Note: The definition of byte from the ISO C standard is broader than the above and might accommodate hardware architectures with different sized addressable units than octets.
Character:
A sequence of one or more bytes representing a single graphic symbol or control code.

Note: This term corresponds to the ISO C standard term multi-byte character, where a single-byte character is a special case of a multi-byte character. Unlike the usage in the ISO C standard, character here has no necessary relationship with storage space, and byte is used when storage space is discussed.

See the definition of the portable character set in Section 6.1 (on page 125) for a further explanation of the graphical representations of (abstract) characters, as opposed to character encodings.
Column Position:
A unit of horizontal measure related to characters in a line.

It is assumed that each character in a character set has an intrinsic column width independent of any output device.

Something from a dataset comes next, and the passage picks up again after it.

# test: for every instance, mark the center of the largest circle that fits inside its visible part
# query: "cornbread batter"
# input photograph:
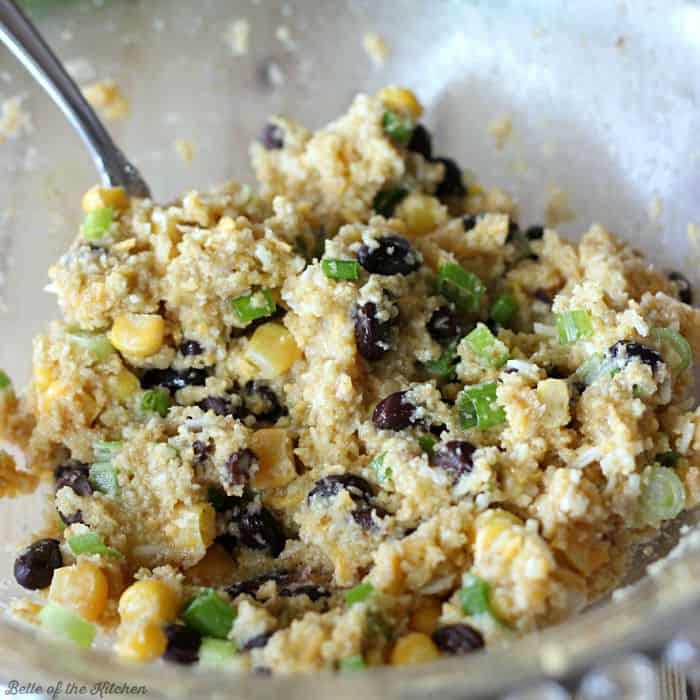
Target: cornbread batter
(359, 416)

Each printable character in the portable character set has a column width of one. The standard utilities, when used as described in POSIX.1-2008, assume that all characters have integral column widths. The column width of a character is not necessarily related to the internal representation of the character (numbers of bits or bytes).

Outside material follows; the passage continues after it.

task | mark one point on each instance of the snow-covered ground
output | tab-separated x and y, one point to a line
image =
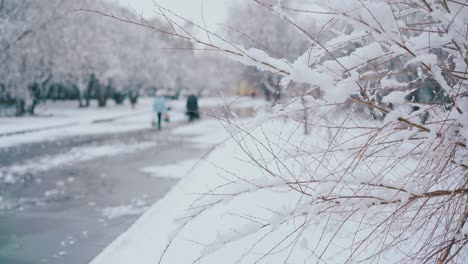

The column position of a character in a line is defined as one plus the sum of the column widths of the preceding characters in the line. Column positions are numbered starting from 1.

So your description of a column being equivalent to a byte just doesn't compute with what I believe that term means.

hanson44 · March 24, 2013, 9:49pm

To correct the record, I didn't say "a column is equivalent to a byte". And that's quite an assertion you so boldly made, that the standard definitions of byte and character are "very different" from how I used those terms. I've been using gettext, i8n, Unicode and UTF-8 for many years, and understand bytes and multi-byte chars very well. For the record, so I'm not deemed some kind of radical, I 100% agree with the standard definitions of byte and character you included.

My original post was about the word "column", in the context of a delimited file. We've gotten far off that topic. I previously agreed with you that I failed to think about locales when discussing why the cut option says "--characters" and not "--columns". I was trying to be nice. Could we move on?

Don_Cragun · March 24, 2013, 10:38pm

I apologize. I misinterpreted your statement:

to mean that you were equating bytes to columns.

Sometimes e-mail/forum discussions lead to confusion that would never occur in a face-to-face discussion where a clarification would happen immediately rather than being exacerbated by the delays between posts in a forum like this.